We had a childfree wedding as we had a strict headcount and preferred to have close friends/ family- children would would have taken their places otherwise.

All the parents that came loved having a day and night off! (We didn't have separate invitations for the wedding/ wedding breakfast/ reception- all our guests were invited to the whole thing)

I am now a parent and still don't have an issue with childfree weddings.

notanothernamechange12 · 08/11/2023 14:06

I had children at my wedding last year but every wedding I have been to in the past 6 years (10+) have been child free. I always thought weddings were family affairs so I agree

LittleMissUnreasonable · 08/11/2023 14:12

I don't know if I've just been unlucky but all the weddings I've been to include children and every single one had children crying or making noise during the vows (with indulgent parents feebly shushing rather than taking the child out) or children playing with loud toys during the speeches. Maybe children would get invited more if certain selfish parents could read the room a bit better. One woman in particular found her loud baby hilarious during the vows and was giggling along during the babbles.... bizarre behaviour.

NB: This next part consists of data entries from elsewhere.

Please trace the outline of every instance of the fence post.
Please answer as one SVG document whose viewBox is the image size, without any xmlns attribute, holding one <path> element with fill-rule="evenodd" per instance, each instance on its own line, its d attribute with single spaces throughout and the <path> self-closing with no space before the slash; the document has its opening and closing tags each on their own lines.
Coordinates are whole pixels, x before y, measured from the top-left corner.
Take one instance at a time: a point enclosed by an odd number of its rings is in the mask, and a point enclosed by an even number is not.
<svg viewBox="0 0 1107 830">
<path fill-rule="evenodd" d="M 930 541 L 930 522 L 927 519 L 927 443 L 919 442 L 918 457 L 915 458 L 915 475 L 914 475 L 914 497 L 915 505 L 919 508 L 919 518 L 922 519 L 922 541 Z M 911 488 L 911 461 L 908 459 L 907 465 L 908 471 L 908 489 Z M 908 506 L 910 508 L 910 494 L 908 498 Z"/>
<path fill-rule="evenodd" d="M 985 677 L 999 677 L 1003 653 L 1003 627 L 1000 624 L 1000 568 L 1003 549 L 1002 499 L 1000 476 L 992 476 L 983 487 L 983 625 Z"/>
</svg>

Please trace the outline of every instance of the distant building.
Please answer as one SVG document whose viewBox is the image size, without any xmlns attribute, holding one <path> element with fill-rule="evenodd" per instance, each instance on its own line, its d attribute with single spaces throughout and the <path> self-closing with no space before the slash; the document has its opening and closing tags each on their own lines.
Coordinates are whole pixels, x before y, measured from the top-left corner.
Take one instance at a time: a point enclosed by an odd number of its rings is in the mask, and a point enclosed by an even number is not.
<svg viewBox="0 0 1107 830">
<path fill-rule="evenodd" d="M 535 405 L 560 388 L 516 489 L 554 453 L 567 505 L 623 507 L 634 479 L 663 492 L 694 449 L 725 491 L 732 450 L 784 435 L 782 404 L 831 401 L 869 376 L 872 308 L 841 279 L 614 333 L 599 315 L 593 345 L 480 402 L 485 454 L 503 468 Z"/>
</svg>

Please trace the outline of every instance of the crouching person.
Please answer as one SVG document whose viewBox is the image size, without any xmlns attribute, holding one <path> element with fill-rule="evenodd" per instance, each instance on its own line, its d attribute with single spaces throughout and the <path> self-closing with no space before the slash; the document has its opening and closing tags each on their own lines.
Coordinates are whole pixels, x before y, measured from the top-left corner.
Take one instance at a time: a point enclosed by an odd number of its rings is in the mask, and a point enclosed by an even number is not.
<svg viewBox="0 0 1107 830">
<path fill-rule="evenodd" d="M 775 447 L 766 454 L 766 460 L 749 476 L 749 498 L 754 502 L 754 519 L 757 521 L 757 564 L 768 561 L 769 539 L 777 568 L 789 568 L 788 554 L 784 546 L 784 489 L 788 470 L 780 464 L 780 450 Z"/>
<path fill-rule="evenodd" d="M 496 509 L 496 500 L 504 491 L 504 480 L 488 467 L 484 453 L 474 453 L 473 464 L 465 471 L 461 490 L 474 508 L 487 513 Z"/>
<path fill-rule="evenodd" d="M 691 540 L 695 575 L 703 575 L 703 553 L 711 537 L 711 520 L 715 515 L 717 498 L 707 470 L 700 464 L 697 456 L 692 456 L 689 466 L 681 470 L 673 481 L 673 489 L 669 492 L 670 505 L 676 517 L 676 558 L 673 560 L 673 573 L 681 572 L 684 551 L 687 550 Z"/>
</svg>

OutsideLookingOut · 08/11/2023 14:18

BlackBirdOfChernobyl · 07/11/2023 13:31

@LadyGrinningSoul85

I'm not a miserable arse, if you were directing that nasty comment to me. I just don't see why I would invite children I've never met to my wedding. I wouldn't invite adults I have never met either. My boyfriend and I have eight niblings between us who would be either ushers or bridesmaids cuz I've known them since birth. However I'm not about to invite loads of cousin's children who I've never met and don't know. Plus the small fact that with my anxiety and autism, large groups of small children trigger me something dreadful. I get actual pain from high pitched noises like children screaming and I wouldn't want to be in pain and anxious at my own wedding.

I don't understand why parents would expect someone to invite children they don't know? I can see why it would be convenient for the parent but why would you expect a couple to automatically do that? Can anyone explain that to me? Nephews, neices, family friends whose chidlren you are close too, all make so much sense to me.